I was the first guy playing The Knickerbockers to the crunk kids.
I played it at the Crocodile.
Everybody thought I was crazy.
We all know.
I was there.
I was there.
I've never been wrong.
But I'm losing my edge to better-looking people with better ideas and more talent.
And they're actually really, really nice.
I'm losing my edge.
I heard you have a compilation of every good song ever done by anybody.
Every great song by Grandmaster Flash and the Furious Five. All the underground hits.
All Amon Düül tracks. I heard you have a vinyl of every Black Bananas record on German import.
I heard that you have a white label of every seminal electroclash hit - 1985, '86, '87.
I heard that you have a CD compilation of every good '50s cut and another box set from the '90s.
I hear you're buying an oboe and a clarinet and are throwing your macbook out the window because you want to make something real. You want to make a Yazoo record.
I hear that you and your band have sold your chamberlin and bought an arpeggiator.
I hear that you and your band have sold your arpeggiator and bought a chamberlin.
I hear everybody that you know is more relevant than everybody that I know.
But have you seen my records?
Lou Reed & Metallica,
Negative Approach,
Interpol,
AZ,
Don Cherry,
Mantronix,
Wings,
Depeche Mode,
Jeru the Damaja,
Fear,
Buzzcocks,
Minor Threat,
Blossom Toes,
Frankie Knuckles,
Duran Duran,
The Fuzztones,
The Cramps,
The Busters,
Chrome,
Rahsaan Roland Kirk,
Skaos,
The Tremeloes,
Harry Pussy,
Thinking Fellers Union Local 282,
Bobby Hutcherson,
Subhumans,
U.S. Maple,
Groovy Waters,
Hashim,
Echospace,
Pagans,
Josef K,
Zero Boys,
Mr. Review,
The Vogues,
Smog,
The Peanut Butter Conspiracy,
The Walker Brothers,
Cheater Slicks,
Stockholm Monsters,
The West Coast Pop Art Experimental Band,
cv313,
Heavy D & The Boyz,
Dead Boys,
Pantaleimon,
Sticky Fingaz feat. Raekwon,
Traffic Nightmare,
Fifty Foot Hose,
Intrusion,
John Holt,
June Days,
Rhythim Is Rhythim,
Alice Coltrane,
Terrestrial Tones,
Captain Beefheart & His Magic Band,
Ajijia Myrayebe,
Camouflage,
Kaleidoscope,
La Düsseldorf,
James White and The Blacks,
Be Bop Deluxe,
Harpers Bizarre, Harpers Bizarre, Harpers Bizarre, Harpers Bizarre.

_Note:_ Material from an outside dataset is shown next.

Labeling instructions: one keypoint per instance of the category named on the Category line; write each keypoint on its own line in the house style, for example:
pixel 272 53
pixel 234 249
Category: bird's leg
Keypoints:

You don't know what you really want.
You don't know what you really want.
You don't know what you really want.
You don't know what you really want.
You don't know what you really want.
You don't know what you really want.
You don't know what you really want.
You don't know what you really want.
You don't know what you really want.
You don't know what you really want.
You don't know what you really want.
You don't know what you really want.
You don't know what you really want.
You don't know what you really want.
You don't know what you really want.